Iowa Insurers Caught Like Deer in Headlights by Levy Request

By Amy Lorentzen | January 24, 2005

DES MOINES, Iowa–A group of Iowa politicians wants the insurance industry to impose a levy on automobile policies to help fund a program to thin deer populations and decrease accidents they cause.

Sen. Dennis Black (D-Newton) and other members of the House and Senate Natural Resources committees met with insurance industry officials on earlier this month. Some asked that the industry commit funding to the state’s “Help Us Stop Hunger” program.

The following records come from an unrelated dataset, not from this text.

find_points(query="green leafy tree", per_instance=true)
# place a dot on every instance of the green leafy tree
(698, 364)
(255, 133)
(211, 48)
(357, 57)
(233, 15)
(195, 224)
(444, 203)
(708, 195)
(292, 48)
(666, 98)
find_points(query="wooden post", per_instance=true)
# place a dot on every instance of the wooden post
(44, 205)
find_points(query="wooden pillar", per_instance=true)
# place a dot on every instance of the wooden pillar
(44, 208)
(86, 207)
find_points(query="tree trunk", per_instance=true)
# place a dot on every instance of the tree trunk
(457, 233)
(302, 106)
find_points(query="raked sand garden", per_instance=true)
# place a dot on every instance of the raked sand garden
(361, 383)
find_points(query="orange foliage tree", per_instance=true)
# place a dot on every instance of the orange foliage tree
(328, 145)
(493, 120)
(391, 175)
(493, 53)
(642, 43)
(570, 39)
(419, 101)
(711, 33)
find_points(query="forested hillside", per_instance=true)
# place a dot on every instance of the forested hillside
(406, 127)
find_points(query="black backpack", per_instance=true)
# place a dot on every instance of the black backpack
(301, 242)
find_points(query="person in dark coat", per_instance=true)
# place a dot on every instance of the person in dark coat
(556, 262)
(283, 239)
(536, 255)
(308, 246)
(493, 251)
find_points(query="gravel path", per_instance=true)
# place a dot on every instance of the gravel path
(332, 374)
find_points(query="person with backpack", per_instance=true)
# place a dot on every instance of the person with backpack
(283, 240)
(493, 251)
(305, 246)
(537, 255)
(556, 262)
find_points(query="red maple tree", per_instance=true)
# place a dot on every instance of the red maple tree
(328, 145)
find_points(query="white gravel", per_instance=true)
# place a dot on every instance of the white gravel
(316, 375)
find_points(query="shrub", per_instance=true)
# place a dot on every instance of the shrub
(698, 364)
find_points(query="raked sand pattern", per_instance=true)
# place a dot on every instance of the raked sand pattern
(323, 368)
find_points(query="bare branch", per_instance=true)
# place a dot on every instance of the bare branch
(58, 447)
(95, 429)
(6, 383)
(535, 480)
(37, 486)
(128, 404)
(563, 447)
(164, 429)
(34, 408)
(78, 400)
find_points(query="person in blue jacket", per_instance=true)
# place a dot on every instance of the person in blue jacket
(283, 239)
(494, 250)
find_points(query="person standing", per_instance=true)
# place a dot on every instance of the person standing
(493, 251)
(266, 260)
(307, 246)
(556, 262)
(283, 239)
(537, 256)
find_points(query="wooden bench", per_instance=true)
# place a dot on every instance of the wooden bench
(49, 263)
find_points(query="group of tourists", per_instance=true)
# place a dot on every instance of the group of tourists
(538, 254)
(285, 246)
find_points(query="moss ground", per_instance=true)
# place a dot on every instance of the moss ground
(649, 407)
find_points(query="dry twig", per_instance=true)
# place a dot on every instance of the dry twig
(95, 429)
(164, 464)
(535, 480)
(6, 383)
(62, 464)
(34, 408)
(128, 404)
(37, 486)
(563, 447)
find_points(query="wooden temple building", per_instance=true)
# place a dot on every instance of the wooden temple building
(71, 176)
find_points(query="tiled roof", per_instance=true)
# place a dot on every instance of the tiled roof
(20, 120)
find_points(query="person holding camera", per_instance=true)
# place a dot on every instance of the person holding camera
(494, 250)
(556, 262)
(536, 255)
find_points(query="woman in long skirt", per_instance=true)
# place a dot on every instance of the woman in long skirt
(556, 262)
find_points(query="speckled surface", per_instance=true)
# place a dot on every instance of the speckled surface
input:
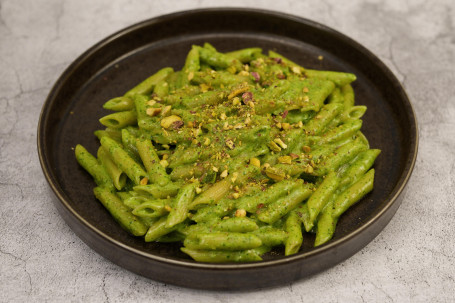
(41, 259)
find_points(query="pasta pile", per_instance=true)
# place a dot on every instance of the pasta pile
(233, 155)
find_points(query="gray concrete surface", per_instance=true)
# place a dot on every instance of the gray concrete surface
(41, 259)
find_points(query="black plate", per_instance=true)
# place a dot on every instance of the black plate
(111, 67)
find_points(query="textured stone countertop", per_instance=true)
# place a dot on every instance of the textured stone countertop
(41, 259)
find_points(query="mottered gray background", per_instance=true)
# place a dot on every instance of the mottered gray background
(41, 259)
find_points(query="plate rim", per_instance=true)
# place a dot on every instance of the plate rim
(396, 192)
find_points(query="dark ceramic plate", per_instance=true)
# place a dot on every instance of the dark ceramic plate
(111, 67)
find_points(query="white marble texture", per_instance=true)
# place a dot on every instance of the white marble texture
(41, 259)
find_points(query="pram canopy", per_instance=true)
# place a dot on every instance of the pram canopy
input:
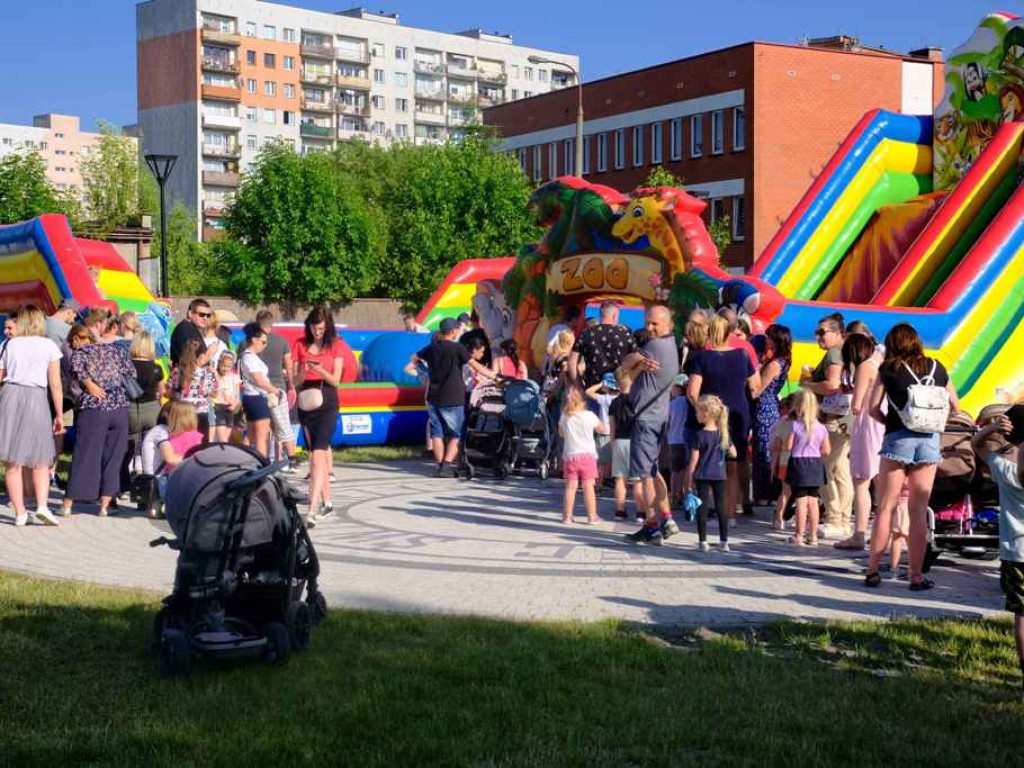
(199, 506)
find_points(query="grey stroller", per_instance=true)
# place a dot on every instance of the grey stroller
(246, 579)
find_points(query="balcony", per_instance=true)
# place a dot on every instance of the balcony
(223, 92)
(430, 118)
(346, 108)
(348, 54)
(220, 178)
(318, 51)
(230, 122)
(316, 78)
(312, 104)
(222, 151)
(315, 131)
(214, 35)
(428, 68)
(493, 77)
(352, 81)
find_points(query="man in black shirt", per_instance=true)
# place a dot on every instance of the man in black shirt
(601, 347)
(446, 392)
(193, 329)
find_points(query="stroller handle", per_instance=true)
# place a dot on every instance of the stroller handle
(256, 475)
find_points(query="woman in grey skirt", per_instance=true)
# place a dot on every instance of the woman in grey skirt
(30, 413)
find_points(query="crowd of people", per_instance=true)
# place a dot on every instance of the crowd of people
(97, 371)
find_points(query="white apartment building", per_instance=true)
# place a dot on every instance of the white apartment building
(217, 79)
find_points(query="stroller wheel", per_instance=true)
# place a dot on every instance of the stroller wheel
(300, 625)
(175, 653)
(278, 641)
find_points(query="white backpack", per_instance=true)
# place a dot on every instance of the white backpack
(927, 404)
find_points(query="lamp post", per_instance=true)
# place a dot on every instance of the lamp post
(161, 166)
(570, 68)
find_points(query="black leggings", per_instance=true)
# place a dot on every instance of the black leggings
(712, 493)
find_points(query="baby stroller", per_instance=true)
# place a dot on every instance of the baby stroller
(486, 441)
(960, 517)
(526, 418)
(246, 579)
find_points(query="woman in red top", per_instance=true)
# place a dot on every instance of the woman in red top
(317, 365)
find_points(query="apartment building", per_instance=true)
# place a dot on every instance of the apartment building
(59, 140)
(217, 79)
(747, 127)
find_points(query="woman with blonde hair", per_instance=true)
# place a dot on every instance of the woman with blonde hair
(31, 413)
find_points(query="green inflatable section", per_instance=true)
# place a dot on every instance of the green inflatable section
(892, 187)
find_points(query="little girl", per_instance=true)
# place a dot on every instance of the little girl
(225, 399)
(708, 453)
(577, 428)
(806, 473)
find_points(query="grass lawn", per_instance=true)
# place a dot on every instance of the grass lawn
(379, 689)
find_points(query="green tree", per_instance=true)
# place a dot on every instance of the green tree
(111, 173)
(300, 229)
(26, 193)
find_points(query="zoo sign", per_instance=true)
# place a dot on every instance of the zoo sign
(605, 272)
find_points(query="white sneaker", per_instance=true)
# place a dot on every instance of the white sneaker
(45, 517)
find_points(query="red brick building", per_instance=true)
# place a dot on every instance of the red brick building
(747, 127)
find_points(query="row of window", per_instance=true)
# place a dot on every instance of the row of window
(638, 135)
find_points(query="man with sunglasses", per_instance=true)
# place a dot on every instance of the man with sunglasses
(194, 329)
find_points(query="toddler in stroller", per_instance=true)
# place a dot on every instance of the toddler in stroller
(246, 578)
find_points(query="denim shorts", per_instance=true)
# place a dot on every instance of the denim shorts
(910, 449)
(445, 422)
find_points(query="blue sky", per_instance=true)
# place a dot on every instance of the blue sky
(78, 56)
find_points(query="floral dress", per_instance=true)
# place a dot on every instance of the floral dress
(765, 416)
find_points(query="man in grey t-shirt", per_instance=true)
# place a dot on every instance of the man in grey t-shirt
(657, 363)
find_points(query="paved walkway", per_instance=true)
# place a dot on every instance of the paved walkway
(401, 540)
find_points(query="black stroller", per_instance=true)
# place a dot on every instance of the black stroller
(246, 579)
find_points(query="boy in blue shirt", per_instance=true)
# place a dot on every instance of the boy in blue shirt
(1009, 476)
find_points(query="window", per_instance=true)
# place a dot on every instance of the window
(696, 135)
(717, 132)
(637, 145)
(738, 218)
(655, 143)
(676, 139)
(738, 129)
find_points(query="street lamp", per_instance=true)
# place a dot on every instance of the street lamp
(161, 166)
(579, 147)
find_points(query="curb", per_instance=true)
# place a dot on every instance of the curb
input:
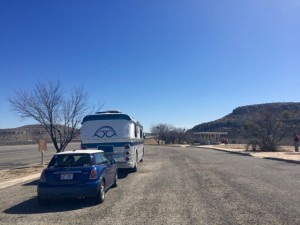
(19, 180)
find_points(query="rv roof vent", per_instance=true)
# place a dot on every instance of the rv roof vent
(109, 111)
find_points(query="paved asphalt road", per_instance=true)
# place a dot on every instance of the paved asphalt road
(22, 155)
(176, 186)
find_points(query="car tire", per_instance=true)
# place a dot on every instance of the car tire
(143, 156)
(101, 193)
(115, 184)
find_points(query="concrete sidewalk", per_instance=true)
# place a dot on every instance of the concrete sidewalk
(286, 155)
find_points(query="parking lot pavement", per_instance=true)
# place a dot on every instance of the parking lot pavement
(10, 177)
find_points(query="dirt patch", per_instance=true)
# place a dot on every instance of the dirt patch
(14, 173)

The HUSH program, administered through the Iowa Department of Natural Resources, allows hunters to donate deer carcasses to Iowa’s food banks and prisons.

Black, co-chairman of the Senate Natural Resources Committee, said a 10-cent levy on the insurance policies of 3.9 million vehicles and trailers insured in Iowa would help the DNR and other agencies coordinate hunters and recruit participating meat lockers to boost to 5,000 the number of deer turned over to the HUSH program.

Insurance industry officials weren’t convinced Black’s proposal was the best way to help create safer roads and curb deer-car accidents. Some said the proposal amounts to a tax on insurers.

“I’m not sure that it’s safe to say right now that anybody in the industry would be keen about that,” said Bob Skow, executive director for the Independent Insurance Agents of Iowa.